Moment Matrices, Border Bases and Real Radical Computation

TL;DR

This paper introduces new algorithms combining moment matrices and border bases to efficiently compute the radical and real radical of polynomial ideals, directly obtaining quotient structures without prior algebraic methods.

Contribution

It presents a unified approach that integrates border basis algorithms with moment matrix methods to compute radicals and real radicals directly from polynomial systems.

Findings

Efficient algorithms for real radical computation using moment matrices.

Direct computation of quotient structures of radical ideals.
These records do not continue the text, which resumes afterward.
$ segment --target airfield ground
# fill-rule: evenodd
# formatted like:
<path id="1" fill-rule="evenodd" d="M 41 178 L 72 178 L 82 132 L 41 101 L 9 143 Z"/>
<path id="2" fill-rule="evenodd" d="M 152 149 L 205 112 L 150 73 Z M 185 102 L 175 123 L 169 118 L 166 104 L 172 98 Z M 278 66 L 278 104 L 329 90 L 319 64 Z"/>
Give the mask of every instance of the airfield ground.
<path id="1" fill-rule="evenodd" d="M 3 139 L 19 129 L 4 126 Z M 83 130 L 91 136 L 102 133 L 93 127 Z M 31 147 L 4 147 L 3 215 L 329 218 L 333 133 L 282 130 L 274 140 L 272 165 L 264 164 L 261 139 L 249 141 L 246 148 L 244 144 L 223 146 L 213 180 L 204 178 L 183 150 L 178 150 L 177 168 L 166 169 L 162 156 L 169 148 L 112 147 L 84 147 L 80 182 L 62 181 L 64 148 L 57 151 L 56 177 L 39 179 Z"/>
Unified framework combining border bases and semi-definite programming.

Abstract

In this paper, we describe new methods to compute the radical (resp. real radical) of an ideal, assuming it complex (resp. real) variety is finite. The aim is to combine approaches for solving a system of polynomial equations with dual methods which involve moment matrices and semi-definite programming. While the border basis algorithms of [17] are efficient and numerically stable for computing complex roots, algorithms based on moment matrices [12] allow the incorporation of additional polynomials, e.g., to re- strict the computation to real roots or to eliminate multiple solutions. The proposed algorithm can be used to compute a border basis of the input ideal and, as opposed to other approaches, it can also compute the quotient structure of the (real) radical ideal directly, i.e., without prior algebraic techniques such as Gr\"obner bases. It thus combines the strength of existing algorithms and provides a unified treatment for the computation of border bases for the ideal, the radical ideal and the real radical ideal.